According to Press TV, Foreign Ministry Spokesman Abbas Mousavi said many of the “vain and rehashed” accusations featured in the statement do not even warrant a response, the Ministry reported on Wednesday.
He called on the six-member body to reverse course and choose cooperation “instead of [making] such provocative comments, which will lead to nothing other than sustaining the current ruinous [regional] trend and driving the region towards an unforeseeable future.”
The littoral states’ adversarial attitude only represents blatant support for the United States’ campaign of economic terrorism targeting the Iranian nation, Mousavi added.
Mousavi said Iran has come under criticism over its nuclear countermeasures by some of the Persian Gulf states, which invested all they could to sabotage the nuclear deal. He also said backing Washington against Tehran ran counter to the policy of good-neighborliness.
The raft of baseless claims, he stated, had made their way into the statement under pressure from a handful of the regional council’s members, which had expended all their efforts to prevent development of multilateral cooperation in the region.
The “short-sightedness” has not only led to the plundering of the region’s wealth, but also created or fortified terrorist and Takfiri outfits and paved the way for further foreign intervention there, Mousavi said.
The spokesperson cited the cases of Syria, Iraq, and Yemen, which had been flooded with foreign-backed terror outfits, and come under considerable direct or indirect foreign intervention.
By playing the blame game, however, these littoral states are trying to escape the repercussions of their actions and prosecution at international tribunals for their “blatant human rights violations and war crimes.”

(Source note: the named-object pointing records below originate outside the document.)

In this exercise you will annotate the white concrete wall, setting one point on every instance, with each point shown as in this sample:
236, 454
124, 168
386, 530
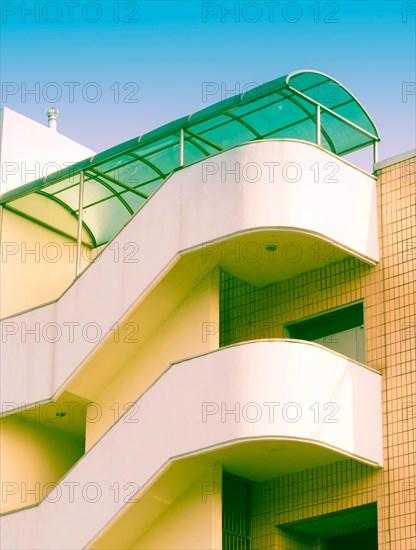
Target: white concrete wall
189, 210
191, 522
30, 151
172, 423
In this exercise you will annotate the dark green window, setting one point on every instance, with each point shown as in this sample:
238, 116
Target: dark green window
235, 513
341, 330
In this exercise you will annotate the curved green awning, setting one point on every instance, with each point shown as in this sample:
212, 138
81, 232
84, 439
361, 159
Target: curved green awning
117, 182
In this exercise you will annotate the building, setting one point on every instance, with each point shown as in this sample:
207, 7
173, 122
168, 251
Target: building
209, 336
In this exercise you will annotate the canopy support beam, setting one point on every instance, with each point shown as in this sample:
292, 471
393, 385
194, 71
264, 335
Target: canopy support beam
318, 125
79, 229
181, 147
375, 152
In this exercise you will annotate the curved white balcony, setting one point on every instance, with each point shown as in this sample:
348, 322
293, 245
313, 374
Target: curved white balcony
305, 401
287, 192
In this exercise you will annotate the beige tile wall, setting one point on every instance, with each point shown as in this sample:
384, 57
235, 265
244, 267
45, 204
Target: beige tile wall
389, 294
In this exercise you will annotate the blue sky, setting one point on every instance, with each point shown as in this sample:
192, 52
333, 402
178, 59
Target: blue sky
118, 69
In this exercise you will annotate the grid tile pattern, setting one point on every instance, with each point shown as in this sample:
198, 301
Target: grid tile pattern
389, 294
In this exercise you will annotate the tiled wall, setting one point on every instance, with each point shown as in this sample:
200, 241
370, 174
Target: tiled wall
389, 294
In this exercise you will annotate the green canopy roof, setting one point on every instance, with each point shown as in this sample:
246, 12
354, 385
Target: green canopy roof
117, 182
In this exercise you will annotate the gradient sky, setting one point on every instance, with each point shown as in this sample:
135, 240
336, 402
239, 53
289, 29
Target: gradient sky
158, 56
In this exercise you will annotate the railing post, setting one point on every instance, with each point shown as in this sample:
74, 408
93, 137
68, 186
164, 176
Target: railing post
181, 147
80, 216
318, 124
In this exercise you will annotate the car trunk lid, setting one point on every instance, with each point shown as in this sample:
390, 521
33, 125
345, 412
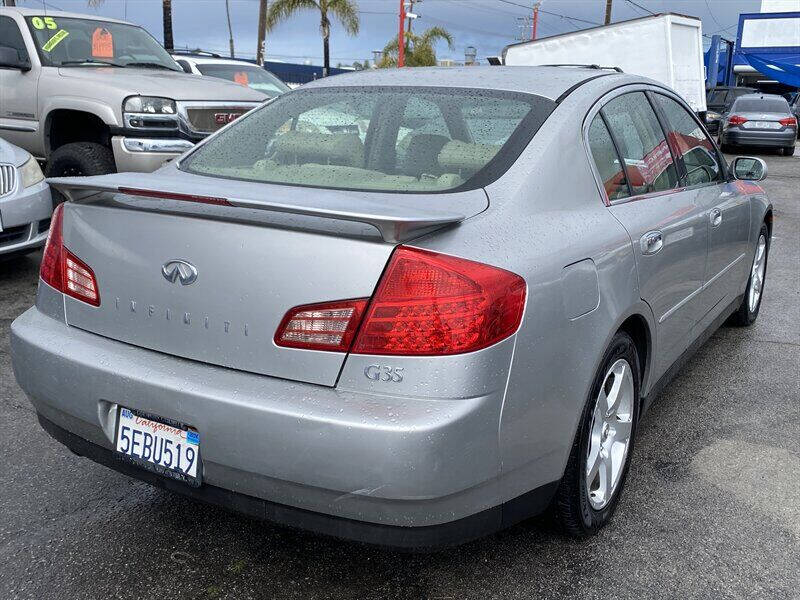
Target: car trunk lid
269, 249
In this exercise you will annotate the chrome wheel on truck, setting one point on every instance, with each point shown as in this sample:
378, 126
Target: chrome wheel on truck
610, 434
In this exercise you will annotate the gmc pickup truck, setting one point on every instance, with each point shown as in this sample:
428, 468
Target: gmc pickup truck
92, 95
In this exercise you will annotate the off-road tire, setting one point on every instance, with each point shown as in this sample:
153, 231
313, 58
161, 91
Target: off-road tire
571, 504
80, 158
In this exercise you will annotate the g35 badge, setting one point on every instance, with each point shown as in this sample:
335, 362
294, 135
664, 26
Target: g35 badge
384, 373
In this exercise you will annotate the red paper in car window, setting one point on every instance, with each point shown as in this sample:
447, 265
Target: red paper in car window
102, 43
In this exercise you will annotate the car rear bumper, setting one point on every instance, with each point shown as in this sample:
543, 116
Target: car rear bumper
760, 138
276, 447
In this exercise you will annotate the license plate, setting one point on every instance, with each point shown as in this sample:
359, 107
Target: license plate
160, 445
763, 125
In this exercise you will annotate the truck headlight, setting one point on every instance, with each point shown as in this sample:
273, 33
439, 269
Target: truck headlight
149, 105
30, 173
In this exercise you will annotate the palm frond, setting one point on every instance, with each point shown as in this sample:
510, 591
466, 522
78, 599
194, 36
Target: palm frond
346, 11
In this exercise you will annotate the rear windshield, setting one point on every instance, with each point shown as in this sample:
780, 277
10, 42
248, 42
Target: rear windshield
249, 75
762, 105
399, 139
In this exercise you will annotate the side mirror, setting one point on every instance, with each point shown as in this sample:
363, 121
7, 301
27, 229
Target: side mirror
10, 59
749, 168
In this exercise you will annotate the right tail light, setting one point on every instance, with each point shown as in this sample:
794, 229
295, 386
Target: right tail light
426, 304
64, 271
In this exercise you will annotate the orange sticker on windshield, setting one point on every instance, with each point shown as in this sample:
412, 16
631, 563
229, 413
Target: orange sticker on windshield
102, 43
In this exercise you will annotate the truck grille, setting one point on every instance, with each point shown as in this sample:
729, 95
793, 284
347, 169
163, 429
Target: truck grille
8, 176
208, 120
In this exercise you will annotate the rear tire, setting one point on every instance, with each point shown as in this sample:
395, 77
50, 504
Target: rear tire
585, 500
80, 158
747, 313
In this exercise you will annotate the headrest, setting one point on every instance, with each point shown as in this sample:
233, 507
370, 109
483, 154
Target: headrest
300, 147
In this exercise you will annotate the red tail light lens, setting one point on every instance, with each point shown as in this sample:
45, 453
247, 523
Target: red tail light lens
64, 271
324, 326
433, 304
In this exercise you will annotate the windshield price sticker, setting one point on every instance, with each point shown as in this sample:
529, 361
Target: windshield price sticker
55, 40
102, 43
42, 22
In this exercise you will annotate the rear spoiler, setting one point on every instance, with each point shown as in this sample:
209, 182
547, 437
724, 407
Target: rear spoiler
396, 221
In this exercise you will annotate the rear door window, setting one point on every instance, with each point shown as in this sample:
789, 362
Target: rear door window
607, 160
690, 143
646, 155
11, 37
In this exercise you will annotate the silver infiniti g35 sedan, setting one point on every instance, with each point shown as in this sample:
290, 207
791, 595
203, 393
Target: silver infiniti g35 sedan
25, 202
409, 307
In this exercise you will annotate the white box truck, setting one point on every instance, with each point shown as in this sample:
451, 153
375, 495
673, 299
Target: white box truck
667, 48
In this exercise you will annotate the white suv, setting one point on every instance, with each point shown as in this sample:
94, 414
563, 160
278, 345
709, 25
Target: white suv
238, 71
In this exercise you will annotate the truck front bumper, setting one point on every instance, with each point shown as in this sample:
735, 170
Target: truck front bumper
145, 155
425, 473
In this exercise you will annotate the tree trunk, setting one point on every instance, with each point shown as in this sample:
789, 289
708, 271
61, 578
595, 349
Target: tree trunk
326, 56
262, 31
169, 44
230, 29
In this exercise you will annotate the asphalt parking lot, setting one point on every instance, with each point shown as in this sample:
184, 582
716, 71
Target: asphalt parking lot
711, 509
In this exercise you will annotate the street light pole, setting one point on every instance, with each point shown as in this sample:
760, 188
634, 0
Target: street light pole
401, 36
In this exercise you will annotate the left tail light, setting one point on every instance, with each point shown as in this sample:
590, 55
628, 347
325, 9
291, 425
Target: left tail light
64, 271
426, 304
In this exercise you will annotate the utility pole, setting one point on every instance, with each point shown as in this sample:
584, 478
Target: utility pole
262, 31
401, 36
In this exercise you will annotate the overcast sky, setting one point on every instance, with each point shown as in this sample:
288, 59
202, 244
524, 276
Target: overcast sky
488, 25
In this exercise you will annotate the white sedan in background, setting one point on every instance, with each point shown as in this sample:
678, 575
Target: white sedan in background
25, 202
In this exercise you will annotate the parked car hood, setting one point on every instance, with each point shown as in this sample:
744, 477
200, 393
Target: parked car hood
132, 81
10, 154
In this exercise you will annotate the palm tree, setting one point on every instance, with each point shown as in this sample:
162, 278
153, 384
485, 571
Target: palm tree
346, 11
166, 10
419, 49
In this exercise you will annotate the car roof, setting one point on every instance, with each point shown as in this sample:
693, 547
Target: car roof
759, 97
212, 60
549, 82
38, 12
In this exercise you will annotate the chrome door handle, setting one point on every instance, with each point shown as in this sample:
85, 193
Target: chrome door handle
652, 242
715, 216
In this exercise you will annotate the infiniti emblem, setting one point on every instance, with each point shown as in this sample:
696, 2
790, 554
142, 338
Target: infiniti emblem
179, 270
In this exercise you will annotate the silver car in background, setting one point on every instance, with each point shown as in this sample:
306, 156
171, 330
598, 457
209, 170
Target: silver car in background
759, 120
436, 313
25, 202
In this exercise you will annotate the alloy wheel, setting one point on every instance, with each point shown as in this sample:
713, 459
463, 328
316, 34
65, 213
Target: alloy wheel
610, 434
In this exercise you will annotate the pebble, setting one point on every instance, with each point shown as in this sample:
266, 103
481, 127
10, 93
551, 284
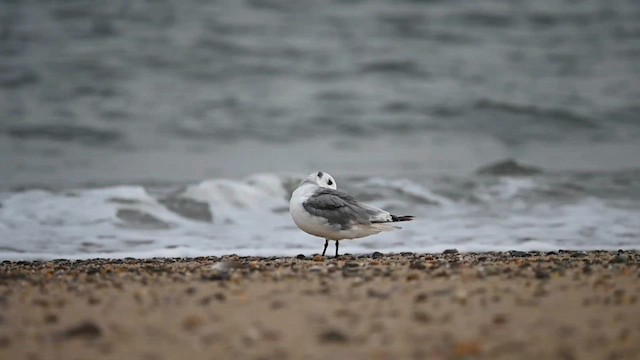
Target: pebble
420, 298
333, 336
618, 259
542, 274
467, 349
422, 317
499, 319
192, 322
86, 330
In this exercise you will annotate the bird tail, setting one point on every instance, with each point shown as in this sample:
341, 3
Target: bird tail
401, 218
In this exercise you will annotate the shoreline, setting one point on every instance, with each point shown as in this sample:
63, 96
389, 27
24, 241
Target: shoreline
495, 305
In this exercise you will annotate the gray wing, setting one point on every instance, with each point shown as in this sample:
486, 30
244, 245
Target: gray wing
340, 209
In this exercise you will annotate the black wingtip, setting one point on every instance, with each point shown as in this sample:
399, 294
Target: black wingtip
401, 218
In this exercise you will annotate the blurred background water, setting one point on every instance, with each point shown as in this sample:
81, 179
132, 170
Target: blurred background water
172, 128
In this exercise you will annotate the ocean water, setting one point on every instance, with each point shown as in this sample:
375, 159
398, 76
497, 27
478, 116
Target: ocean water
180, 128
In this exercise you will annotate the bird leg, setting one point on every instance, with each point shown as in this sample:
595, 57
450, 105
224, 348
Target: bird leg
326, 243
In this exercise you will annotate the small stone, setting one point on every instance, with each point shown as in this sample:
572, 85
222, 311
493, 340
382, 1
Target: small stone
192, 322
51, 318
460, 296
277, 304
499, 319
4, 341
542, 274
422, 317
373, 293
333, 336
467, 349
191, 290
93, 300
618, 259
413, 277
87, 330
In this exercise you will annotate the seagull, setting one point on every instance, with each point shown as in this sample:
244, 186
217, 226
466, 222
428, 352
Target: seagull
319, 209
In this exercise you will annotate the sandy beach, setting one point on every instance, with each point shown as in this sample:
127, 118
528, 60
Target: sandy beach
524, 305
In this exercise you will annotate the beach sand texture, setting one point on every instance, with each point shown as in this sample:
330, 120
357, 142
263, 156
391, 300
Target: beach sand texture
559, 305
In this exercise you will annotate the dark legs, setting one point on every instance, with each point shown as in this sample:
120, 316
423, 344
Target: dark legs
326, 243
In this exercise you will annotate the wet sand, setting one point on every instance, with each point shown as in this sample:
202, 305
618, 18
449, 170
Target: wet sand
560, 305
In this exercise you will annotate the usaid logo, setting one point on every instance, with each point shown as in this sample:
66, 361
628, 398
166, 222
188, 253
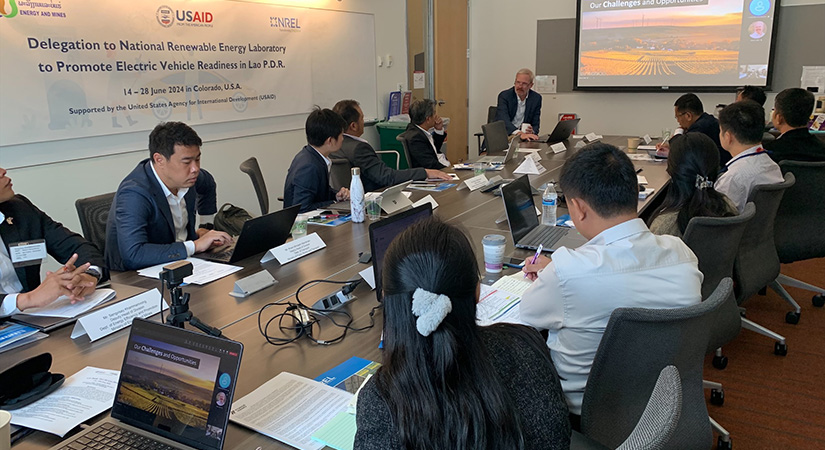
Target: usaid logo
165, 16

The Islamic Republic, however, has chosen to act responsibility in between, Moussavi said, citing the country’s past proposals for a regional non-aggression pact, a regional dialog platform, and a regional conciliatory mechanism, dubbed the Hormuz Peace Initiative.
The official finally called the Persian Gulf islands — named Abu Musa, Greater Tunb, and Lesser Tunb — an integral part of the country’s territory.
Tehran treats any foreign claim over the islands as an instance of intervention in its domestic affairs and sovereign territory, the official said.